We read one news story after another about how scientists are increasingly using data to predict the course of various diseases. How exactly does that work? And in the course of which diseases have we now gained more insight thanks to extensive analysis of data sets?
Why this is important:
The use of big data has become the norm in health care. We are increasingly able to predict the course of certain diseases.
Healthcare providers are recording more and more data electronically, such as care and claims data in electronic health records. Citizens are also increasingly using apps to better understand their health and monitor their health behaviors, which also generates data. This data is increasingly shared between citizens and with healthcare professionals.
Extensive data and advanced algorithms provide perspective on what was previously considered unpredictable. By entering characteristics such as age, gender, cognitive abilities for diagnosis, brain scans and biomarkers, healthcare professionals can predict what will happen in the future, and estimate the degree of deterioration with greater precision.
Alzheimer’s
About 300,000 people in the Netherlands suffer from Alzheimer’s: the most common form of dementia. It is a progressive and incurable disease that severely affects the ability to think. The need for clarity about the course of the disease is great.
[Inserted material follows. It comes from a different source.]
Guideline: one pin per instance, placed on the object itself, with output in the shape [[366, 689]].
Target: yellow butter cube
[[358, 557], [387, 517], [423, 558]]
Thanks to a new computational model developed by the Alzheimer Center Amsterdam, doctors can predict how Alzheimer’s develops in patients. The model uses data from a thousand patients and provides insight into the rate of cognitive decline. This gives patients a better idea of their future, despite the natural uncertainty associated with such predictions. It is a tool for health care providers to improve communication about disease progression expectations.
Multiple sclerosis
Then: predicting multiple sclerosis (MS). Symptoms of the brain disease are very varied and can include reduced visual acuity, decreased manual dexterity, paralysis of the legs and problems with cognitive functioning. Research in Amsterdam on how specific patterns of damage in the central nervous system lead to these symptoms. Neuroscientist Menno Schoonheim, working in the department of anatomy and neuroscience, aims to be able to predict which symptoms an individual will develop. To do this, he uses data obtained from MRI scans.
Data to date show that brain atrophy and rapid physical deterioration early in the disease are predictors of physical impairment and impaired cognitive functioning 6 to 11 years later. In addition, recent international studies show that early and severe damage to the cerebral cortex and thalamus is predictive of more rapid decline. These new insights now allow us to build on existing research and delve deeper into these findings.
Different types of cancer
Finally, data is increasingly helping in predicting the development of certain cancers. Datasets help discover new biomarkers, for example.
Also, in addition to the course of certain diseases, we are gaining more and more insight into the long-term consequences of treatments, for example of breast cancer. IKNL and Nivel, for example, have developed an online nomogram. By entering data such as age, stage of cancer and treatment received, a woman receives a personalized risk profile. For example, it specifically calculates, for a 52-year-old woman with breast cancer who has been treated with radiotherapy and chemotherapy, the likelihood of certain health problems.
Thus, health care is increasingly focusing on using evidence in the form of data to make clinical and operational decisions. This applies not only to decisions in the above cases, but also, for example, to knee surgery and in transplants. Its use is expected to continue to increase.